[LAU] Linux Audio 2012: Is Linux Audio moving forward?

Florian Paul Schmidt mista.tapas at gmx.net
Thu Oct 11 08:37:57 UTC 2012


On 10/10/2012 09:32 PM, Alexandre Prokoudine wrote:
> I also don't quite get what's the fun in having another distribution 
> even if it comes prepackaged will all the latest gizmos. It's still a 
> Linux distribution with all its dependencies, repositories and 
> suchlike.

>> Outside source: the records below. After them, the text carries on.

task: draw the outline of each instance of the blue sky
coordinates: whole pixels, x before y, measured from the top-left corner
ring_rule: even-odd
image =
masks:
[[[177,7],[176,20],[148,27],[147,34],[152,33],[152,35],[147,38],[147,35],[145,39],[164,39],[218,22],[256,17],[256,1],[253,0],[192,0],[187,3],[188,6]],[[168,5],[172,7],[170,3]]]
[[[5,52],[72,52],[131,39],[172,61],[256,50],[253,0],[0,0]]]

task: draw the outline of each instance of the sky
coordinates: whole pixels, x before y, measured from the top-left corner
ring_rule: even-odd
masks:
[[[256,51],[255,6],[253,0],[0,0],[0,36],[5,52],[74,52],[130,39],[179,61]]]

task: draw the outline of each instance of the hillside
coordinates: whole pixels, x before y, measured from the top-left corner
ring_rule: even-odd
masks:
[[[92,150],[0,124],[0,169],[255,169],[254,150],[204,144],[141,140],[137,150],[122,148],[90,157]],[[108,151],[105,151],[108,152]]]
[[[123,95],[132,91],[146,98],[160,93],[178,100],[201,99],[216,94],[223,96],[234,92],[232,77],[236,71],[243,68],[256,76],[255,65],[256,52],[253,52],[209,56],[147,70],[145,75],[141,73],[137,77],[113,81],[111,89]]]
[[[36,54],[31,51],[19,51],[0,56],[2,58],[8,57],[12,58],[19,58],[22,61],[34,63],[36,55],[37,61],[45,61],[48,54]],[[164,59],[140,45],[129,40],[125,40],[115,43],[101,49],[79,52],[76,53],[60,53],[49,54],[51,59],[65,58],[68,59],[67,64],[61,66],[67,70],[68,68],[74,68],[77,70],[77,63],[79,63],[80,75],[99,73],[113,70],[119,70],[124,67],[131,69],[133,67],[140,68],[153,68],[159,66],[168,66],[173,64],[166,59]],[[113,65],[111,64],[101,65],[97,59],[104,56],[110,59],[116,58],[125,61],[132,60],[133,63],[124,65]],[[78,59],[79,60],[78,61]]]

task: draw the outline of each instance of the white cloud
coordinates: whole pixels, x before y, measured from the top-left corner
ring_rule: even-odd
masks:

Dunno if you noticed, but it's marketplaces and app stores 
> what's trending today.

So, finally the big closed source OS vendors wisened up to a package 
management system (an android app is a zip file with a manifest and the 
system makes sure it installs nicely and also uninstalls nicely - a 
package, even the extension reflects that: APK - Android Package).. The 
difference is that package management systems in the open source world...

a] ...also track dependencies

b] ...focus heavily on free software

Point b] is a political one, and not a technical one.

BTW: about the technical superiority of OS X/Windows vs. Linux. I still 
can shock most OS X and windows users by demonstrating a period size of 
8 samples (0.6ms roundtrip latency at 48khz samplerate) without any 
XRuns while at the same time compiling a kernel in the background with 
make -j 8 on a -RT kernel..

The perceived superiority is purely one of a software ecosystem.. What I 
could do 10-15 years ago on a AMD K6-III with 400 Mhz and Cubase VST 3.4 
(or whatever it was back then) just became possible on Linux (the 
development of Ardour3, QTractor and closed source software like Renoise 
come into my mind).. And by "possible" I mean, not principally possible, 
but with a certain level of comfort and polish..

OTOH: If you are more exerimentally minded, then the Linux ecosystem 
still has some definite advantages over the more closed systems, simply 
for the openness and modularity of the software.. Too bad, Ingen isn't 
there yet :( It has so freaking much potential!!